You may also want to check out my weekly posts on the project, which can be found here. You can check by project proposal here.

The Project

The goal of the project was to make GitLab support Git’s mailmap feature, so that updated contributor information could be shown, instead of possibly outdated information recorded when commits were made. This will allow for a contributor who has changed their email address or name to still be considered as the same person.

Now let’s discuss how we approached to add mailmap support in GitLab!

The first task was to explore how GitLab gets the author and committer identity information. GitLab uses an RPC service called Gitaly for handling all git calls made by GitLab. So, I started exploring Gitaly and found that to fetch the author and committer identity information, Gitaly made use of one of Git’s plumbing command called git-cat-file. A lot of commands like git-log, git-shortlog, git-show etc, support the mailmap feature already but git-cat-file didn’t. So, the first action item on my list was to make git-cat-file support the mailmap feature.

Then, we can enable --use-mailmap option wherever we use git-cat-file in Gitaly and thus enable GitLab to support Git’s mailmap feature!

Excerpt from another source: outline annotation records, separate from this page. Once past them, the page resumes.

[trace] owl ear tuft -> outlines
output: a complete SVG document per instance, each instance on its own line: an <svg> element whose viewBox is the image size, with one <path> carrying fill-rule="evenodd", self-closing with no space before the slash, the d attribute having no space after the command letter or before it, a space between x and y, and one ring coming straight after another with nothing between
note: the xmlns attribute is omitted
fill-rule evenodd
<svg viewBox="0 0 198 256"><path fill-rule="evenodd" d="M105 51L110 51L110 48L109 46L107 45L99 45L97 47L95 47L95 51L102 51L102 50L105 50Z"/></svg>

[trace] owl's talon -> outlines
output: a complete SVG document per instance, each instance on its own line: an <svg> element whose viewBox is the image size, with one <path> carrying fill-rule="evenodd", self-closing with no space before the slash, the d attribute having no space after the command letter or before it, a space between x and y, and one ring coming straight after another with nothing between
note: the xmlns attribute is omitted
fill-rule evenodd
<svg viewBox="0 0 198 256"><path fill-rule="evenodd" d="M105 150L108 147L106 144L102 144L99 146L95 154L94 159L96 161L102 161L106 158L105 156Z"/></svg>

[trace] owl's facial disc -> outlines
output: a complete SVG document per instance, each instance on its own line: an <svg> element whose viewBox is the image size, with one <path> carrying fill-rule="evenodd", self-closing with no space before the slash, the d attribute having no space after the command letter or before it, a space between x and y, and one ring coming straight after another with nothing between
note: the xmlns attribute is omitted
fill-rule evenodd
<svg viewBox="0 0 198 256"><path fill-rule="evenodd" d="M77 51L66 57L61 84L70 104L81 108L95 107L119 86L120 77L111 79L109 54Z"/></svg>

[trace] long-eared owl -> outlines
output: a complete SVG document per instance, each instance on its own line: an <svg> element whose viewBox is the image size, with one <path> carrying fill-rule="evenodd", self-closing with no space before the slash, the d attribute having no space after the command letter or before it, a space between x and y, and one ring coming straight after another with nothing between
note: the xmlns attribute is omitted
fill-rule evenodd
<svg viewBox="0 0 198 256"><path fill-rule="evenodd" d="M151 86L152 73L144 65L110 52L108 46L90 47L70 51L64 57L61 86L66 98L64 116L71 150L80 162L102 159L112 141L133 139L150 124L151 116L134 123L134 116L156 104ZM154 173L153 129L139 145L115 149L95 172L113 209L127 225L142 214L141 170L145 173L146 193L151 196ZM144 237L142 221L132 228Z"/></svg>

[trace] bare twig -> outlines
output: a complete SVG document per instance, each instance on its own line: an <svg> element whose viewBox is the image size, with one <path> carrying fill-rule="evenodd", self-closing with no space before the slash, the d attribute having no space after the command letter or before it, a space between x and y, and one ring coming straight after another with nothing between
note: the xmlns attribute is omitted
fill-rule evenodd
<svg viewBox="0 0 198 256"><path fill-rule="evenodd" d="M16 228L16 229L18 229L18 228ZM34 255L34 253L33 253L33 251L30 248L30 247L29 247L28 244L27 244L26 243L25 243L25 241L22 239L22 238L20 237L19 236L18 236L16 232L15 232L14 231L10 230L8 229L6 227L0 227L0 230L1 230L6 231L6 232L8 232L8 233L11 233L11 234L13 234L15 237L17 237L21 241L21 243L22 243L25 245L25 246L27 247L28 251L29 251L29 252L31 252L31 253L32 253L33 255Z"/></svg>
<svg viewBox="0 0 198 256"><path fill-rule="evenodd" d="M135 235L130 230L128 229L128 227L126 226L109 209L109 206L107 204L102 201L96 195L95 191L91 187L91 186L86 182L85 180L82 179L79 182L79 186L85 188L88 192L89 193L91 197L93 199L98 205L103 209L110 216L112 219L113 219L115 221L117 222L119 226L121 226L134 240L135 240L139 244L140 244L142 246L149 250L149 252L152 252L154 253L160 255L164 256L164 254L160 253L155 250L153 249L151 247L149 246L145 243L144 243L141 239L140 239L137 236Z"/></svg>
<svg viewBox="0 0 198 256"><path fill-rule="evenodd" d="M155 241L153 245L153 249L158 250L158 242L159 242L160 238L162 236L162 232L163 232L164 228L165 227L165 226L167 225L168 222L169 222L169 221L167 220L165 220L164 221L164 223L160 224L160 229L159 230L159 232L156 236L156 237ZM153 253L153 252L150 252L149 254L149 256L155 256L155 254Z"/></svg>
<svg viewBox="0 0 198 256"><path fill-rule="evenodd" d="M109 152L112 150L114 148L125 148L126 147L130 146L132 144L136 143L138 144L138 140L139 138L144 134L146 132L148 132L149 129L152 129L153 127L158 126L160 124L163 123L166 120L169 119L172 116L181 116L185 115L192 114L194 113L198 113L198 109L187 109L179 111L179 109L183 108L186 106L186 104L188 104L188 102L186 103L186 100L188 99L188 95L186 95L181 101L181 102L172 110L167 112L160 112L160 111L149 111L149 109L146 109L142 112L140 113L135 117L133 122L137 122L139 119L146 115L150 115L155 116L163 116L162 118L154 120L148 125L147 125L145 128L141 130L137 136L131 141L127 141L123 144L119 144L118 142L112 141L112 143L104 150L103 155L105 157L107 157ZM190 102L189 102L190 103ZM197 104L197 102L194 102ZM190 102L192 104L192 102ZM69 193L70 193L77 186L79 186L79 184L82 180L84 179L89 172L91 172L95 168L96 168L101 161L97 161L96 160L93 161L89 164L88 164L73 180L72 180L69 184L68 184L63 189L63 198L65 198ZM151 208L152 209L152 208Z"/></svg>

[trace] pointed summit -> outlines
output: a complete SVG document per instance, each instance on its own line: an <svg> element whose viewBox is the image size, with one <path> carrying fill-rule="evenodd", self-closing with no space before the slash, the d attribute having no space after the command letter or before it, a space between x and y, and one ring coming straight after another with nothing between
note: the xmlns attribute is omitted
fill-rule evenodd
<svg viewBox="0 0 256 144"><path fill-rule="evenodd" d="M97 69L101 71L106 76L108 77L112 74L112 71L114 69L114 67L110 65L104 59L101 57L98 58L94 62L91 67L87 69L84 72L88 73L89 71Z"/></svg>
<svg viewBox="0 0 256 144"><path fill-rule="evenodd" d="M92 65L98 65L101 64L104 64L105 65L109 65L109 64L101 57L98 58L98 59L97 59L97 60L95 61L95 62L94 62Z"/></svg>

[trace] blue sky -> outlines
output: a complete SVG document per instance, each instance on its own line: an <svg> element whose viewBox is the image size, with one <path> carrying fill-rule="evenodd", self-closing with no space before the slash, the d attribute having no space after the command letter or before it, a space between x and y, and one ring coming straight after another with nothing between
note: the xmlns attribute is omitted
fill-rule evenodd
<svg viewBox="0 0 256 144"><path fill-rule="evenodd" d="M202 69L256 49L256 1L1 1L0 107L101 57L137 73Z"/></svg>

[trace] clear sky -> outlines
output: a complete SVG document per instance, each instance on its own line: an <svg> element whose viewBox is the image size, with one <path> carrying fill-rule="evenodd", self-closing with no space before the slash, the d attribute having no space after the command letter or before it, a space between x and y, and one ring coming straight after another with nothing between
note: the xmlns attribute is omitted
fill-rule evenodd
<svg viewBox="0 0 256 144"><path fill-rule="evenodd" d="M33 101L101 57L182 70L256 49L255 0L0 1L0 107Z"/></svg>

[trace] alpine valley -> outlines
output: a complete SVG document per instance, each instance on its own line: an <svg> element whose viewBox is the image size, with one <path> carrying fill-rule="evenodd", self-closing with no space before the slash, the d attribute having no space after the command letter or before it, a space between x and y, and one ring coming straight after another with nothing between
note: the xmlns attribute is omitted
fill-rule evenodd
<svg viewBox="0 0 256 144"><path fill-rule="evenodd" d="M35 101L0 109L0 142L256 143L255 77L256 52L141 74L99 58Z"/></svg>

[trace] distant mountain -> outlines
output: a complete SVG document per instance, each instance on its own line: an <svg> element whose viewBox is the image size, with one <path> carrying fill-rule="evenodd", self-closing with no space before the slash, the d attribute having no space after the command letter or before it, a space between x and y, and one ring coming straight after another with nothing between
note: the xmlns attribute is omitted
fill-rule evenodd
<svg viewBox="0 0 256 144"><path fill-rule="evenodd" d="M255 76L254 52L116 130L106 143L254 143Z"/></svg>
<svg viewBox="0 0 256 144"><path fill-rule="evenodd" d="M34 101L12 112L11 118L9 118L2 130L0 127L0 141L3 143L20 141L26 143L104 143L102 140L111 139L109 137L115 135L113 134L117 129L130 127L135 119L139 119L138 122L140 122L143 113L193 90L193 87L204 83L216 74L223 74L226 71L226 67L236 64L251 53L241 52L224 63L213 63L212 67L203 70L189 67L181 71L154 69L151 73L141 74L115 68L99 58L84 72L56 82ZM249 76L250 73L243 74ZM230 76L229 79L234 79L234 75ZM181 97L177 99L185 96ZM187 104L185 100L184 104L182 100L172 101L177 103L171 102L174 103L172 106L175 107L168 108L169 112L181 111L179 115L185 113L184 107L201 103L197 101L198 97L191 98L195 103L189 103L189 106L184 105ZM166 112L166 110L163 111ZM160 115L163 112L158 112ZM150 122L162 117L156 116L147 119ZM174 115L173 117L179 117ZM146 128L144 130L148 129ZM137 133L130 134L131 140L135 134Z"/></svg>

Add Support for mailmap in git cat-file

I started off by exploring how other commands which support mailmap feature do it. In my research I came across a function called commit_rewrite_person() which replaced the idents in the header part of the commit object with their canonical versions using the mailmap mechanism. So, we decided to use it. When I sent my patch series to the Git’s mailing list, it was suggested to improve this function before making use of it. Some of the problems with this function were:

  1. It was designed to find and replace an ident string in the header part of the commit object, but the implementation didn’t make any effort to limit itself to the header part by locating the blank line that appears after the header part and stopping the search there.
  2. We wanted to extend this function to also work with tag objects, for which the function enforced the caller to make multiple calls if it wanted to replace idents on multiple headers. That shouldn’t be the case!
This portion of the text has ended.